Quote from marketsurfer:
if these guys, with the most money of all time in their trend programs can't find the trend--- how can the average trader?
Trend following works. One only needs to apply it 'correctly'.
What I mean by 'correct':
1) Determine context. Trends exist in all time frames. Longer term trends (monthly, weekly) supercede shorter term trends (daily, hourly, min) in importance.
Or, another way of saying it - shorter term trends only exist INSIDE longer term trends as pullbacks, rallies etc. The monthly/weekly trend is the MASTER trend. All shorter time frame trends occur within this MASTER context.
2) Draw correct trendlines. Trends are drawn using the point 1-2-3 technique.
Point 1 is the highest/lowest point in old trend.
Point 2 forms the first V - opposite of point#1.
Point 3 forms the second V on the same side as point#1.
Check out one of Jack Hersheys thread for an explaination. Or here:
http://www.elitetrader.com/vb/showt...\\\\\\\\\\\\\\\\\\\\\\\\\\\\\\\\&pagenumber=1
A line drawn through Point 1 to 3 represents your trendline.
A parallel trend line from 1 to 3 is drawn through point 2. This is your channel line.
In the above example, the trend is down. Price will often move up to the trendline (right-most line) and bounce back down. The right trendline is where very low risk entries are placed in the direction of the trend.
This is how trendlines are drawn.
Most et'ers cringe at the 1-2-3 technique because its championed by the much lamented Jack Hershey/Grob.
However, those need to keep in mind the 1-2-3 technique isn't the invention of Jack Hershey. Rather its the traditional trend charting tool of technical analysts everywhere.
Take a look at John Murphys' seminal work "Technical analysis of the Financial Markets' and you'll find the 1-2-3 technique explained in chapter two.
Nothing new under the sun.
3) Putting it all together.
The market HONORS and OBEYS longer term trendlines far more than short term trendlines.
Use this to your advantage.
Identify the long term trend using the 1-2-3 method. Identify areas of support and resistance.
When price approaches the long term trendline (right line/hard resistance), switch down to a lower time frame. Wait for a 1-2-3 trend in the direction of a confirmation bounce. Take the next trade off that trendline = low risk/high reward entry.
This is what is often referred to by chartists/technical analysts when they, 'look for trades off the higher time frame and enter on the lower time frame'.
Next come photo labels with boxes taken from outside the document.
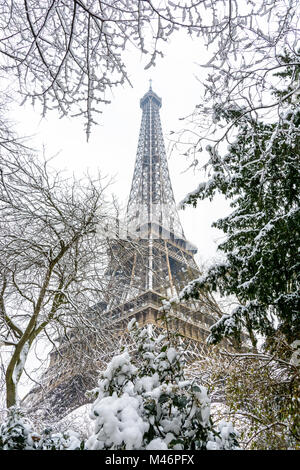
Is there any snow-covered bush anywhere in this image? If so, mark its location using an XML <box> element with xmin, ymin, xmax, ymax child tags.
<box><xmin>0</xmin><ymin>406</ymin><xmax>40</xmax><ymax>450</ymax></box>
<box><xmin>86</xmin><ymin>319</ymin><xmax>238</xmax><ymax>450</ymax></box>
<box><xmin>0</xmin><ymin>406</ymin><xmax>84</xmax><ymax>450</ymax></box>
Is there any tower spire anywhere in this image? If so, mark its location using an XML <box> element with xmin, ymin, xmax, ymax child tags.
<box><xmin>127</xmin><ymin>86</ymin><xmax>196</xmax><ymax>252</ymax></box>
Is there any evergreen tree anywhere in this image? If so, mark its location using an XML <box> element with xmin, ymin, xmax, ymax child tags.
<box><xmin>180</xmin><ymin>53</ymin><xmax>300</xmax><ymax>345</ymax></box>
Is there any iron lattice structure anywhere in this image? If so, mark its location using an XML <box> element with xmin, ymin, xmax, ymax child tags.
<box><xmin>26</xmin><ymin>87</ymin><xmax>225</xmax><ymax>417</ymax></box>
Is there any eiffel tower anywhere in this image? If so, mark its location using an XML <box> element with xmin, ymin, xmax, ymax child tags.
<box><xmin>25</xmin><ymin>84</ymin><xmax>224</xmax><ymax>417</ymax></box>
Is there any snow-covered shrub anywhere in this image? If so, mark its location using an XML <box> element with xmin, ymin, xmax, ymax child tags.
<box><xmin>0</xmin><ymin>406</ymin><xmax>40</xmax><ymax>450</ymax></box>
<box><xmin>86</xmin><ymin>319</ymin><xmax>238</xmax><ymax>450</ymax></box>
<box><xmin>38</xmin><ymin>429</ymin><xmax>84</xmax><ymax>450</ymax></box>
<box><xmin>0</xmin><ymin>406</ymin><xmax>84</xmax><ymax>450</ymax></box>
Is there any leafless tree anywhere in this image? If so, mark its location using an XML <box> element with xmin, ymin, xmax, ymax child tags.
<box><xmin>0</xmin><ymin>0</ymin><xmax>299</xmax><ymax>140</ymax></box>
<box><xmin>0</xmin><ymin>154</ymin><xmax>120</xmax><ymax>407</ymax></box>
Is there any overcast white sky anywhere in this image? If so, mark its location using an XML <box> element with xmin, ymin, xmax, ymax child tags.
<box><xmin>12</xmin><ymin>33</ymin><xmax>228</xmax><ymax>268</ymax></box>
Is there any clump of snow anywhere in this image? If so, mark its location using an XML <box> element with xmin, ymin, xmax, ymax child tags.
<box><xmin>85</xmin><ymin>319</ymin><xmax>238</xmax><ymax>450</ymax></box>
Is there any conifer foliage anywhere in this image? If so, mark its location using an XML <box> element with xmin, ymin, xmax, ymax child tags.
<box><xmin>181</xmin><ymin>54</ymin><xmax>300</xmax><ymax>344</ymax></box>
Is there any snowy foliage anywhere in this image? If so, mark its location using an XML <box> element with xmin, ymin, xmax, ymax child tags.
<box><xmin>0</xmin><ymin>406</ymin><xmax>83</xmax><ymax>450</ymax></box>
<box><xmin>179</xmin><ymin>54</ymin><xmax>300</xmax><ymax>343</ymax></box>
<box><xmin>86</xmin><ymin>319</ymin><xmax>238</xmax><ymax>450</ymax></box>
Explained above represents one of the easiest and least confusing ways to apply trend following.
More complexity (read: trading opportunities) can be accessed if one chooses to trade the subtrends occurring WITHIN the master long term trend.
This is done by:
1) drawing 1-2-3 trendlines on each relevant time frame. What is relevant? The market places precedence on higher time frame trendlines over shorter term trendlines. So higher time 'fractals' should be drawn first, followed by the next logical smaller time fractal etc. Lastly, trendlines in the desired trading fractal should be drawn.
The purpose is to generate a chart that projects higher fractal trendlines on the lower time frame chart you intend to trade off.
What we ultimately arrive at is a chart which is superimposed by all higher fractal trendlines that essentially serve to *bound* or provide *context* for the tradeable area.
Again, this is nothing new. John Murphy and countless other TA books suggest an identical method - using multi-fractal trendlines to identify short term trading opportunities.
Of course, theres more. Volume is usually used as a confirmation indicator (volume should move in the direction of trend - ie increases on rallies and declining during pullbacks during uptrend.
Others. Failure to traverse and trendlines breaks signal exits.
Its all pretty simple. Just have to take a leap a faith and invest the time to make it work. Because it does.